School of Computer Science and Technology, Harbin Institute of Technology, Shenzhen, Guangdong, China.
School of Computer Science and Technology, Guangdong University of Technology, Guangzhou, China.
Bioinformatics. 2019 Sep 1;35(17):2982-2990. doi: 10.1093/bioinformatics/btz040.
Protein fold recognition has attracted increasing attention because it is critical for studies of the 3D structures of proteins and drug design. Researchers have been extensively studying this important task, and several features with high discriminative power have been proposed. However, the development of methods that efficiently combine these features to improve the predictive performance remains a challenging problem.
In this study, we proposed two algorithms: MV-fold and MT-fold. MV-fold is a new computational predictor based on the multi-view learning model for fold recognition. Different features of proteins were treated as different views of proteins, including the evolutionary information, secondary structure information and physicochemical properties. These different views constituted the latent space. The ε-dragging technique was employed to enlarge the margins between different protein folds, improving the predictive performance of MV-fold. Then, MV-fold was combined with two template-based methods: HHblits and HMMER. The ensemble method is called MT-fold incorporating the advantages of both discriminative methods and template-based methods. Experimental results on five widely used benchmark datasets (DD, RDD, EDD, TG and LE) showed that the proposed methods outperformed some state-of-the-art methods in this field, indicating that MV-fold and MT-fold are useful computational tools for protein fold recognition and protein homology detection and would be efficient tools for protein sequence analysis. Finally, we constructed an update and rigorous benchmark dataset based on SCOPe (version 2.07) to fairly evaluate the performance of the proposed method, and our method achieved stable performance on this new dataset. This new benchmark dataset will become a widely used benchmark dataset to fairly evaluate the performance of different methods for fold recognition.

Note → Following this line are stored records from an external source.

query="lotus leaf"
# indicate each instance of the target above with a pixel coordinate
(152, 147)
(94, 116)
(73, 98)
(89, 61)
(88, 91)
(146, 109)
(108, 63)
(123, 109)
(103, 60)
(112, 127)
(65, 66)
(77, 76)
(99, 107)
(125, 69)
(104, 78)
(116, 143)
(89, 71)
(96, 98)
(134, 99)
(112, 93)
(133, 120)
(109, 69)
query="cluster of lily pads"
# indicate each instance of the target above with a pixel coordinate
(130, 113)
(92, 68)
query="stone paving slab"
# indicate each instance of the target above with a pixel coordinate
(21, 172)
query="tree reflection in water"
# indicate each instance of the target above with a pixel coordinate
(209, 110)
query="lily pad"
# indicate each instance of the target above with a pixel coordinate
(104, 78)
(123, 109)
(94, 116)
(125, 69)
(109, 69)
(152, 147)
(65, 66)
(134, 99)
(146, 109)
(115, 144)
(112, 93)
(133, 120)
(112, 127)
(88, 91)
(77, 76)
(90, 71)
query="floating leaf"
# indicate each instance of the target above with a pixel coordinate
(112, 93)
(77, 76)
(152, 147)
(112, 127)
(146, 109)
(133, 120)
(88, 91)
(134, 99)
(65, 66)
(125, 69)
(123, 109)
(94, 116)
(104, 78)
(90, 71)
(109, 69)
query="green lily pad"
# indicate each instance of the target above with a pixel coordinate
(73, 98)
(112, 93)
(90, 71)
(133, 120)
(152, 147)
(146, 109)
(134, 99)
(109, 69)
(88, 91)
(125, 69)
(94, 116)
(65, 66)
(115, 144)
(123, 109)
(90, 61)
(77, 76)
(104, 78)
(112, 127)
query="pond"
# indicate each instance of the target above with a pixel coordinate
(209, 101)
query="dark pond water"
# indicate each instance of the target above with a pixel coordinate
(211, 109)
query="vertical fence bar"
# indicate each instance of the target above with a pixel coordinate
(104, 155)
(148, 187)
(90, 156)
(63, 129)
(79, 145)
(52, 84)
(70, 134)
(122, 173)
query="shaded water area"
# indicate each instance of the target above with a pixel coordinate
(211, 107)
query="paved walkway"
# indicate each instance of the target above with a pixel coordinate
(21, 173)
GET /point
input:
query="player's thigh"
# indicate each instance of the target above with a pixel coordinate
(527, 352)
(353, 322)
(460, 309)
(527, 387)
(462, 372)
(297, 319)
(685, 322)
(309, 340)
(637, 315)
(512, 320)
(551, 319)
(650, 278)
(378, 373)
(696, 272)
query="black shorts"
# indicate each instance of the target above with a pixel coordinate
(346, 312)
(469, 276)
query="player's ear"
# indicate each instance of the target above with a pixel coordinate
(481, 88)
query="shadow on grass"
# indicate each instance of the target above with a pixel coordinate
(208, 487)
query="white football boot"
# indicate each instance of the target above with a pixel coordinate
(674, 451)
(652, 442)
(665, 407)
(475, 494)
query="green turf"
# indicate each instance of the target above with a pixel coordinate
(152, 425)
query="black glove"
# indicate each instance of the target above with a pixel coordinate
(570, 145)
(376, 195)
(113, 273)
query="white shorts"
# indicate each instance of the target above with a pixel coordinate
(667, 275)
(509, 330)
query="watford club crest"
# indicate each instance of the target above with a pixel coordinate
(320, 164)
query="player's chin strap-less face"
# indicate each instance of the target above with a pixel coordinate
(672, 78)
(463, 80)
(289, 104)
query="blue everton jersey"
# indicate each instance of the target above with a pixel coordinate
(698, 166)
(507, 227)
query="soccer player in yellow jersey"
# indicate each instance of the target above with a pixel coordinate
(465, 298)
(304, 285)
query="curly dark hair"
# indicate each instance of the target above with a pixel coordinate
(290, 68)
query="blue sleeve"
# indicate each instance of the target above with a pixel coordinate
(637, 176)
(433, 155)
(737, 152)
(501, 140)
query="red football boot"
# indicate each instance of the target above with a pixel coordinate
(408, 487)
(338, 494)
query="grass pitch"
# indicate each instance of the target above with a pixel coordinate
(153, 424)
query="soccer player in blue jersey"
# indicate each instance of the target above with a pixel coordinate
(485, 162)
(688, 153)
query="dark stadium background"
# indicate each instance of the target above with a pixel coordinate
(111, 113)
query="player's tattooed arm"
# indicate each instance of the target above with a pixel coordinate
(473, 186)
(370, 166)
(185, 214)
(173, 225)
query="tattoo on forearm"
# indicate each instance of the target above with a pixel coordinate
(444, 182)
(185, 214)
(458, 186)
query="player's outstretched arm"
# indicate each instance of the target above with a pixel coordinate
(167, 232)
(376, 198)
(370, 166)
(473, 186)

Supplementary data are available at Bioinformatics online.
蛋白质折叠识别受到越来越多的关注,因为它对研究蛋白质的 3D 结构和药物设计至关重要。研究人员一直在广泛研究这个重要的任务,提出了几个具有高判别能力的特征。然而,开发有效结合这些特征以提高预测性能的方法仍然是一个具有挑战性的问题。
在这项研究中,我们提出了两种算法:MV-fold 和 MT-fold。MV-fold 是一种新的基于多视图学习模型的折叠识别计算预测器。蛋白质的不同特征被视为蛋白质的不同视图,包括进化信息、二级结构信息和物理化学性质。这些不同的视图构成了潜在空间。采用ε-dragging 技术扩大不同蛋白质折叠之间的边界,提高 MV-fold 的预测性能。然后,MV-fold 与两种基于模板的方法 HHblits 和 HMMER 相结合。集成方法称为 MT-fold,结合了判别方法和基于模板方法的优点。在五个广泛使用的基准数据集(DD、RDD、EDD、TG 和 LE)上的实验结果表明,所提出的方法在该领域的一些最先进的方法中表现出色,表明 MV-fold 和 MT-fold 是蛋白质折叠识别和蛋白质同源性检测的有用计算工具,并且将成为蛋白质序列分析的有效工具。最后,我们基于 SCOPe(版本 2.07)构建了一个更新和严格的基准数据集,以公平评估所提出方法的性能,我们的方法在这个新数据集上表现出稳定的性能。这个新的基准数据集将成为一个广泛使用的基准数据集,以公平评估不同折叠识别方法的性能。
补充数据可在生物信息学在线获取。